No se olvidan los vicios ajenos; ni las pajas ni las vigas, mucho menos.
Como, una vez oída en el baño de un bar, la palabra sicomoro persiste en la memoria hasta que su portador, encuentra un contexto para emplearla. Las mucamas del hotel recuerdan los objetos que hallan al limpiar a fondo, la orfandad del cuarto próximo a ser adoptado. No ya los juguetitos eróticos –que cada vez son más los pródigos que los abandonan entre las sábanas-, sino la biblia sin tapas, la piedra con caracoles fosilizados y el as de basto con un beso rojo de labios. La maestra repite: “Caballero, de la 452, promoción 72” cuando una barba y la piel erosionada, le sonríe, detrás del mostrador del ANSES, al recibir los papeles que parten en viaje para volver trayendo una jubilación fantasma. Como el fetichista recuerda la frontera donde se juntan el pantalón y la bota, así, tampoco se olvidan los grandes y pequeños holocaustos, los ojos que mansamente invitan a ahogarse, la casa vacía, antes de llenarse de historias y de polvo y de muebles, el amigo muerto en la cocina con el libro abierto en la dedicatoria. El ruido del freno y de la chapa en el orgasmo metálico del choque. El campo cuando atardece y la ciudad incógnita de noche. Salvo en casos de patológica ingratitud, no se olvidan las líneas de la mano que se estiró para salvarnos del naufragio, la palabra que se hizo carne y las cuerdas de amor que nos sostienen.

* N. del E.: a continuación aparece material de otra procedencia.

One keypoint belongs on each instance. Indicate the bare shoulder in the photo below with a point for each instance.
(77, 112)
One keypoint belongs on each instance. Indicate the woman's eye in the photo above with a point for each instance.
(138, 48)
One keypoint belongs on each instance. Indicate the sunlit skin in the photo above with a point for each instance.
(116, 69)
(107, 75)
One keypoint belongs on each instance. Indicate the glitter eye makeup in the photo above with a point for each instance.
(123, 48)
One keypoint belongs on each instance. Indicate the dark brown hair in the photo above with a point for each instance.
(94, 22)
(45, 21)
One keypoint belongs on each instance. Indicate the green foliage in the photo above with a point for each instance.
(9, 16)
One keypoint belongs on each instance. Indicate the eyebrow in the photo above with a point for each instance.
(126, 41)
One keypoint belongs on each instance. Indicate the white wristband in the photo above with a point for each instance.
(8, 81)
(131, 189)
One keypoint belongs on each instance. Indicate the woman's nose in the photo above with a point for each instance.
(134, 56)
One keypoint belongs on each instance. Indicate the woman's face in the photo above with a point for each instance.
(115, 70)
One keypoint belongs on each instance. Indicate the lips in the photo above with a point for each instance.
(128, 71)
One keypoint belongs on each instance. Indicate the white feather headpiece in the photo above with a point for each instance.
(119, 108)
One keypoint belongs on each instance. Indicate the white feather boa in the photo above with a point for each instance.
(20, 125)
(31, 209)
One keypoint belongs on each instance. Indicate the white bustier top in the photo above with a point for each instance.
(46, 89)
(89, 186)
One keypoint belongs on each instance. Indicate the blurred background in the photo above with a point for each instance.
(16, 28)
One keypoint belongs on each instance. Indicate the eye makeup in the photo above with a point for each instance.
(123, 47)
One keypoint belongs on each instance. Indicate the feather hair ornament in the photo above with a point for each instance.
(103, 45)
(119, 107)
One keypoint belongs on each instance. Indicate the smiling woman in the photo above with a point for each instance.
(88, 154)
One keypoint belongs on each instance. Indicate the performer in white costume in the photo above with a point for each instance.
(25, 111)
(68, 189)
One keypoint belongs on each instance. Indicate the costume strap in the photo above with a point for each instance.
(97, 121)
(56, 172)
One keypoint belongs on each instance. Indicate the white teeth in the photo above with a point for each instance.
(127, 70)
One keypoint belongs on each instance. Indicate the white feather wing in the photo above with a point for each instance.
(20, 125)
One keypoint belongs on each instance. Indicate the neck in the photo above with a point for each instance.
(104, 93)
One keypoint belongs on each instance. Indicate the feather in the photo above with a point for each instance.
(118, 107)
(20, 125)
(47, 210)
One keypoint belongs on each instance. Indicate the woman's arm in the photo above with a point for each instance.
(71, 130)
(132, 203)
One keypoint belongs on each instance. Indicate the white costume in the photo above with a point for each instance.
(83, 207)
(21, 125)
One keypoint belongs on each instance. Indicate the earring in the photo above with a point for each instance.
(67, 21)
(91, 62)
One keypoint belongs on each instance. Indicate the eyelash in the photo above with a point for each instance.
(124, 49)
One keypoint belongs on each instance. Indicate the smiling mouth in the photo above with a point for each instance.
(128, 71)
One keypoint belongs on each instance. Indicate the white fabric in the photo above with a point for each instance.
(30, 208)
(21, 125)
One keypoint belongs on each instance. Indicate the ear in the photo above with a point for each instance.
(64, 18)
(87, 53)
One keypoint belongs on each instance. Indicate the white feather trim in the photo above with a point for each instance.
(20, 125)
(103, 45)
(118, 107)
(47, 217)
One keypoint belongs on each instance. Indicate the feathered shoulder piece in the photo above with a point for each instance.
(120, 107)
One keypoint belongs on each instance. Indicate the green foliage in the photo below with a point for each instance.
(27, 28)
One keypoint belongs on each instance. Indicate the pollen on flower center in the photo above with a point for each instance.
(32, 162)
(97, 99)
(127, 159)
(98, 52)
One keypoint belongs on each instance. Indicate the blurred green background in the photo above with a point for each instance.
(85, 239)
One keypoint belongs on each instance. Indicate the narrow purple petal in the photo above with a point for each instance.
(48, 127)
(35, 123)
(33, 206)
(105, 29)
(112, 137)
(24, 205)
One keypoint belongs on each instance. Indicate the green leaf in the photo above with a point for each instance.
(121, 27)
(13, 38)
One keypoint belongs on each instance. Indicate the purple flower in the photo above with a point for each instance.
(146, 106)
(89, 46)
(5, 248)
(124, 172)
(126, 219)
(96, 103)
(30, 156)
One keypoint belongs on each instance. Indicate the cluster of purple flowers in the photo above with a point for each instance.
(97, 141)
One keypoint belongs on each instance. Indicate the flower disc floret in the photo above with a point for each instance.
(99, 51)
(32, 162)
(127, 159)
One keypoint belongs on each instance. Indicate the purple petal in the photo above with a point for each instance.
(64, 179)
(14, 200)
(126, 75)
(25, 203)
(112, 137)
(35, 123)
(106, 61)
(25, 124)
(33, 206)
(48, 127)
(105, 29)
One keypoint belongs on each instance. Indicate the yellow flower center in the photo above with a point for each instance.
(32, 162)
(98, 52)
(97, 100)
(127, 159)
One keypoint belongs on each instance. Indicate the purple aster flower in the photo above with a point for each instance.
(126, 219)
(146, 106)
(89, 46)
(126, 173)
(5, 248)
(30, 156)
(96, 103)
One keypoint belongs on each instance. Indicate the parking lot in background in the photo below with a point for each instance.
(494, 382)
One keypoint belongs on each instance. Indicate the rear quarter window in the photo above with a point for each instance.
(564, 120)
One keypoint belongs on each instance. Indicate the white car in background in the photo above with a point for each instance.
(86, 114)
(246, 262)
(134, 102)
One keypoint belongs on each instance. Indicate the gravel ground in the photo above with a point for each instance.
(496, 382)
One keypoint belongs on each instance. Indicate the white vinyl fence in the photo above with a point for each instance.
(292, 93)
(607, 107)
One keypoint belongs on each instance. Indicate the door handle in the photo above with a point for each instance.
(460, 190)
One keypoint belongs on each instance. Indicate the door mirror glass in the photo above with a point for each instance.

Se olvidan los cumpleaños familiares, la hora de la cita y el celular sobre la butaca vacía de la sala de espera. El sabor de los caramelos de la infancia, la fragancia de los parques en primavera y el sonido de la cadena de la hamaca en su oscilación etérea. La fórmula del movimiento rectilíneo uniforme, las caras cambiantes de los compañeros de escuela y el tacto virgen de aquella novia de boliches y zaguanes en la adolescencia. El número de documento del hijo, la clave del cajero, el puchito fumado en la esquina rufiana una madrugada de sombría borrachera. Se olvida Rocinante, la Portinari y la Viterbo, la letra que nos conmovió de Sabina, la imagen retorcida de Vallejo; lo fatal de Darío, a quién amante buscaba Juana y si en Comala estaban todos muertos. Las genealógicas ramas del árbol de Macondo y los Buendía, los casilleros de Rayuela y los cuentos que en su falda, en verano y junto a la vereda, nos contaba con paciencia de Penélope la mujer que fue mi abuela. La rima perfecta engendrada en la frontera exacta entre el sueño y la vigilia cartesiana, los motivos del Eureka, la costura invisible que sostenía el silogismo; la razón, si es que la había, para aceptar la mediocridad renunciando a los anhelos. Se olvida, fundamentalmente y sin trapecio ni red que nos contenga.
Y hasta puede sucedernos que al ensopar la magdalena en el té de la tarde, cuando la masa sale oscurecida e inflada como una esponja que emerge de la bañera, la memoria se niegue a devolvernos, no el tiempo perdido que se busca, ni siquiera un ínfimo segundo de la ausencia.

Pero dicen y aseguran, aunque es una verdad no demostrada, que antes de escupir el alma, todo lo olvidado vuelve junto, como una indemnización, justo cuando ya no sirve para nada.